Abstract
The objective of the current study was to determine the sensitivity and specificity of real-time polymerase chain reaction (real-time PCR) for feline hemoplasmas when applied to DNA extracted from dried whole-blood smears in comparison to that for DNA extracted from liquid whole blood. Blood samples were collected into ethylenediamine tetra-acetic acid tubes from 305 cats with possible or suspected hemoplasmosis, and dried blood smears from each sample were prepared. DNA was extracted from blood smears and a 160-μl aliquot of each liquid blood sample by using a robotic extractor and was subjected to real-time PCR for feline glyceraldehyde-3-phosphate dehydrogenase (liquid blood), 18S ribosomal RNA (rRNA; dried blood), and “Candidatus Mycoplasma haemominutum”, Mycoplasma haemofelis, and “Candidatus Mycoplasma turicensis” DNA. When using the results for liquid whole blood as the gold standard, the sensitivity of each assay for “Ca. M. haemominutum”, M. haemofelis, and “Ca. M. turicensis” was 49 of 66 (74%), 11 of 13 (85%), and 11 of 20 (55%), respectively. The specificity of each assay was 224 of 234 (96%), 287 of 287 (100%), and 280 of 280 (100%), respectively. When possible, liquid blood samples should be submitted for detection of feline hemoplasmas by using real-time PCR. The improved sensitivity of real-time PCR on blood smears for M. haemofelis compared with that of the other hemoplasma species may reflect the higher organism burdens associated with infection with this species.

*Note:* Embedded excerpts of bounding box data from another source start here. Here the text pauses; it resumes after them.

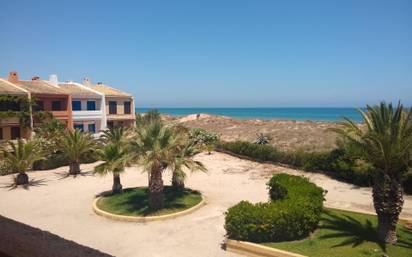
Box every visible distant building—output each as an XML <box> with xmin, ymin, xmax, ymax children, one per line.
<box><xmin>0</xmin><ymin>71</ymin><xmax>136</xmax><ymax>140</ymax></box>
<box><xmin>9</xmin><ymin>71</ymin><xmax>73</xmax><ymax>129</ymax></box>
<box><xmin>89</xmin><ymin>78</ymin><xmax>136</xmax><ymax>128</ymax></box>
<box><xmin>57</xmin><ymin>76</ymin><xmax>107</xmax><ymax>133</ymax></box>
<box><xmin>0</xmin><ymin>78</ymin><xmax>31</xmax><ymax>140</ymax></box>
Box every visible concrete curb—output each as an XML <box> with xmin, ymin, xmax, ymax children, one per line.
<box><xmin>93</xmin><ymin>191</ymin><xmax>206</xmax><ymax>222</ymax></box>
<box><xmin>226</xmin><ymin>239</ymin><xmax>307</xmax><ymax>257</ymax></box>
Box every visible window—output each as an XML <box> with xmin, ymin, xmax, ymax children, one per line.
<box><xmin>0</xmin><ymin>101</ymin><xmax>20</xmax><ymax>112</ymax></box>
<box><xmin>109</xmin><ymin>101</ymin><xmax>117</xmax><ymax>114</ymax></box>
<box><xmin>87</xmin><ymin>101</ymin><xmax>96</xmax><ymax>111</ymax></box>
<box><xmin>124</xmin><ymin>102</ymin><xmax>132</xmax><ymax>114</ymax></box>
<box><xmin>11</xmin><ymin>127</ymin><xmax>20</xmax><ymax>140</ymax></box>
<box><xmin>52</xmin><ymin>101</ymin><xmax>62</xmax><ymax>111</ymax></box>
<box><xmin>34</xmin><ymin>101</ymin><xmax>44</xmax><ymax>111</ymax></box>
<box><xmin>72</xmin><ymin>101</ymin><xmax>82</xmax><ymax>111</ymax></box>
<box><xmin>73</xmin><ymin>124</ymin><xmax>84</xmax><ymax>132</ymax></box>
<box><xmin>87</xmin><ymin>123</ymin><xmax>96</xmax><ymax>134</ymax></box>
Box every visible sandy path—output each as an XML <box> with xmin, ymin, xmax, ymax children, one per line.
<box><xmin>0</xmin><ymin>153</ymin><xmax>412</xmax><ymax>257</ymax></box>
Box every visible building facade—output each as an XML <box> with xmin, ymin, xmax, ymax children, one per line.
<box><xmin>8</xmin><ymin>72</ymin><xmax>73</xmax><ymax>129</ymax></box>
<box><xmin>0</xmin><ymin>71</ymin><xmax>136</xmax><ymax>140</ymax></box>
<box><xmin>89</xmin><ymin>80</ymin><xmax>136</xmax><ymax>128</ymax></box>
<box><xmin>57</xmin><ymin>76</ymin><xmax>107</xmax><ymax>134</ymax></box>
<box><xmin>0</xmin><ymin>78</ymin><xmax>31</xmax><ymax>140</ymax></box>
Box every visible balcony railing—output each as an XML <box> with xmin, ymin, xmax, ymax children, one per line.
<box><xmin>72</xmin><ymin>110</ymin><xmax>103</xmax><ymax>119</ymax></box>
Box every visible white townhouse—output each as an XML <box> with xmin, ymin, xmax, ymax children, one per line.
<box><xmin>49</xmin><ymin>75</ymin><xmax>107</xmax><ymax>134</ymax></box>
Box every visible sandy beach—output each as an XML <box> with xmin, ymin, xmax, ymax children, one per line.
<box><xmin>0</xmin><ymin>152</ymin><xmax>412</xmax><ymax>257</ymax></box>
<box><xmin>163</xmin><ymin>114</ymin><xmax>338</xmax><ymax>151</ymax></box>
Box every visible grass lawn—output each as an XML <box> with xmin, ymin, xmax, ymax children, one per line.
<box><xmin>264</xmin><ymin>209</ymin><xmax>412</xmax><ymax>257</ymax></box>
<box><xmin>97</xmin><ymin>186</ymin><xmax>202</xmax><ymax>216</ymax></box>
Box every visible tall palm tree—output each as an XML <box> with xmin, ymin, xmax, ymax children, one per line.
<box><xmin>172</xmin><ymin>139</ymin><xmax>207</xmax><ymax>190</ymax></box>
<box><xmin>131</xmin><ymin>120</ymin><xmax>180</xmax><ymax>210</ymax></box>
<box><xmin>3</xmin><ymin>139</ymin><xmax>44</xmax><ymax>185</ymax></box>
<box><xmin>334</xmin><ymin>102</ymin><xmax>412</xmax><ymax>244</ymax></box>
<box><xmin>94</xmin><ymin>144</ymin><xmax>131</xmax><ymax>194</ymax></box>
<box><xmin>58</xmin><ymin>129</ymin><xmax>97</xmax><ymax>175</ymax></box>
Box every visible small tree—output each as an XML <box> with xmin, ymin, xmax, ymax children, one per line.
<box><xmin>94</xmin><ymin>144</ymin><xmax>131</xmax><ymax>194</ymax></box>
<box><xmin>131</xmin><ymin>120</ymin><xmax>180</xmax><ymax>210</ymax></box>
<box><xmin>58</xmin><ymin>129</ymin><xmax>97</xmax><ymax>175</ymax></box>
<box><xmin>334</xmin><ymin>102</ymin><xmax>412</xmax><ymax>244</ymax></box>
<box><xmin>255</xmin><ymin>133</ymin><xmax>272</xmax><ymax>145</ymax></box>
<box><xmin>189</xmin><ymin>128</ymin><xmax>219</xmax><ymax>154</ymax></box>
<box><xmin>3</xmin><ymin>139</ymin><xmax>44</xmax><ymax>185</ymax></box>
<box><xmin>171</xmin><ymin>139</ymin><xmax>207</xmax><ymax>190</ymax></box>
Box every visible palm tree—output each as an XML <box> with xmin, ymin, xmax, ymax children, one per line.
<box><xmin>94</xmin><ymin>144</ymin><xmax>131</xmax><ymax>194</ymax></box>
<box><xmin>131</xmin><ymin>120</ymin><xmax>180</xmax><ymax>210</ymax></box>
<box><xmin>334</xmin><ymin>102</ymin><xmax>412</xmax><ymax>244</ymax></box>
<box><xmin>172</xmin><ymin>140</ymin><xmax>207</xmax><ymax>190</ymax></box>
<box><xmin>3</xmin><ymin>139</ymin><xmax>44</xmax><ymax>185</ymax></box>
<box><xmin>58</xmin><ymin>129</ymin><xmax>97</xmax><ymax>175</ymax></box>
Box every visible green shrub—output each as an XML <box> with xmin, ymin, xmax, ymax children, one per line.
<box><xmin>225</xmin><ymin>174</ymin><xmax>324</xmax><ymax>242</ymax></box>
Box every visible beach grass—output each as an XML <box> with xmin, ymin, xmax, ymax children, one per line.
<box><xmin>263</xmin><ymin>209</ymin><xmax>412</xmax><ymax>257</ymax></box>
<box><xmin>97</xmin><ymin>186</ymin><xmax>202</xmax><ymax>216</ymax></box>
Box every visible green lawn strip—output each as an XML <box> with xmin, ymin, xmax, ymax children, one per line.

Hemotropic mycoplasmas (hemoplasmas) are epierythrocytic mycoplasmas that have never been cultured in vitro. At least 3 species infect cats: Mycoplasma haemofelis and “Candidatus Mycoplasma haemominutum”, as well as a “Candidatus Mycoplasma turicensis”, a new species that was first described in cats in Switzerland and subsequently detected in cats worldwide. 3,7,9,15,16 Mycoplasma haemofelis is capable of causing severe anemia in cats, whereas “Ca. M. haemominutum” has yet to be clearly associated with disease in immunocompetent cats. 2,4,8 Although uncommon, coinfections with multiple hemoplasma species were reported. 4,7,9,14
Cytologic examination of blood smears has low sensitivity and specificity for a diagnosis of hemoplasmosis, and “Ca. M. turicensis” has never been cytologically identified. 9,10,12,14,15 The advent of polymerase chain reaction (PCR) technology has improved the ability to detect hemoplasmas. Recently, quantitative real-time PCR assays were used for specific detection and quantification of “Ca. M. haemominutum”, “Ca. M. turicensis”, and M. haemofelis in whole-blood samples. 1,5,7–9,11,15 The analytical sensitivity of these assays has been as low as between 1 and 10 copies of organism DNA.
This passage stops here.